“Every branch of mine that does not bear fruit he takes away, and every branch that does bear fruit he prunes, that it may bear more fruit” (John 15:2).
As I mentioned yesterday, the phrase “every branch of mine” literally reads “every branch in me.” Is this passage teaching, then, that a person can lose their salvation? Is it saying that when someone is rightly connected to Jesus and then fails to bear fruit, the Father will cut them off, take their salvation from them, and send them to hell? Simply put, the answer is “no,” and here’s why.
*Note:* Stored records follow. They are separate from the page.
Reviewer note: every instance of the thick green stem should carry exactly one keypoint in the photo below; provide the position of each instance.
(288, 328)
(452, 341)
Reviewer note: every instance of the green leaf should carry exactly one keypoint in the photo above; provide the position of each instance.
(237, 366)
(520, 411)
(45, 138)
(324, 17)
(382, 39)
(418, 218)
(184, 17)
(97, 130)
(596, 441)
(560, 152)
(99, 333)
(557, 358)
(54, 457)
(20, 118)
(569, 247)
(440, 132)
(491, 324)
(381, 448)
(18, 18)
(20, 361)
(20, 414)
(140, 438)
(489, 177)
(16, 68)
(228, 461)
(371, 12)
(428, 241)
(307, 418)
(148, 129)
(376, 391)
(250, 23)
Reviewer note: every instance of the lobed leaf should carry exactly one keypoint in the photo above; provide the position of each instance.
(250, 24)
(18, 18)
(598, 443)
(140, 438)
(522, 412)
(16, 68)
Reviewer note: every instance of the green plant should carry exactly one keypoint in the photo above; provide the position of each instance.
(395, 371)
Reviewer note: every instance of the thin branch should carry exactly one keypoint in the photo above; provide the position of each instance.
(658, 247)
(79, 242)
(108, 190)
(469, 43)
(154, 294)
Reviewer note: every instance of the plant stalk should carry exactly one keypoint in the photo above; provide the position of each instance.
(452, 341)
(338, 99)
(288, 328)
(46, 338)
It is possible to name the name of Jesus and seem to be rightly connected to him but all the while drawing life from false vines, and thus over time, failing to bear the fruit of the vine. “Not everyone who says to me, ‘Lord, Lord,’ will enter the kingdom of heaven, but the one who does the will of my Father who is in heaven. On that day many will say to me, ‘Lord, Lord, did we not prophesy in your name, and cast out demons in your name, and do many mighty works in your name?’ And then will I declare to them, ‘I never knew you; depart from me, you workers of lawlessness’” (Matthew 7:21-23; see also the parables of the sower and the wheat and weeds in Matthew 13:3-9 and 13:24-30).
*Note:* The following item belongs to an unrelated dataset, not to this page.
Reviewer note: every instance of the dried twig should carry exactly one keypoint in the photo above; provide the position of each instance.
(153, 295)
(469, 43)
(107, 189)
So, to be rightly connected to Jesus is to be submitted to God the Father along with Jesus; and to be submitted to God the Father is to do his will; and to do his will is to be in the Son; and to be in the Son is to bear the fruit of the vine. It is impossible to be rightly connected to Jesus and fail to bear the fruit of the vine.
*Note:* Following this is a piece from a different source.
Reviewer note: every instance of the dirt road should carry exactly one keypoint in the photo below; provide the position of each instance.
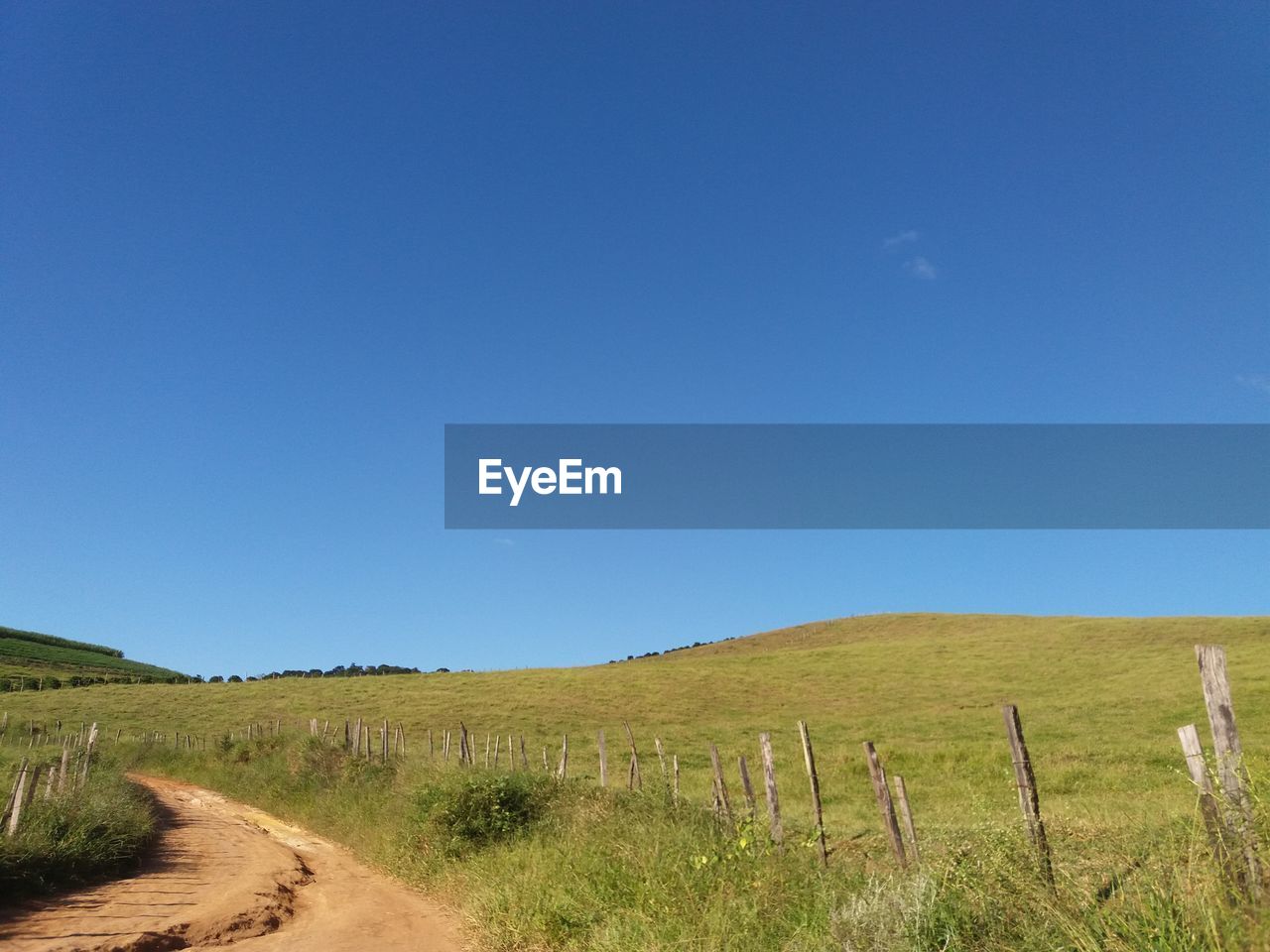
(226, 874)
And thus, the fate of the fruitless is that God the Father will cut them off. He will remove all vestiges of their hypocrisy from the vine. He will reveal them for what they are, and punish them in hell for their sins (see v. 6). Brothers and sisters, this should strike an appropriate fear into all of our hearts. For, on the one hand, our God is long-suffering and merciful and patient and steadfast and his love endures forever: “a bruised reed he will not break, and a smoldering wick he will not quench,” and from the words of a parable, “Sir, let it alone this year also, until I dig around it and put on manure. Then if it should bear fruit next year, well and good; but if not, you can cut it down” (Matthew 12:20; Luke 13:8-9).
But, on the other hand, he will not tolerate imposters forever. He will punish the wicked. He will pull up the weeds. He will cut off every fruitless branch. He will declare, “I never knew you; depart from me, you workers of lawlessness.” And those are words we never want to hear.
“Note then the kindness and the severity of God: severity toward those who have fallen, but God's kindness to you, provided you continue in his kindness. Otherwise you too will be cut off” (Romans 11:22).
Prayer Focus: Oh brothers and sisters, pray earnestly that God will reveal to us the true state of our relation to him, and give us eyes to see whether or not we are bearing the fruit of the vine. For even if the answer is, “No, you are not,” he may yet be gracious and grant us repentance.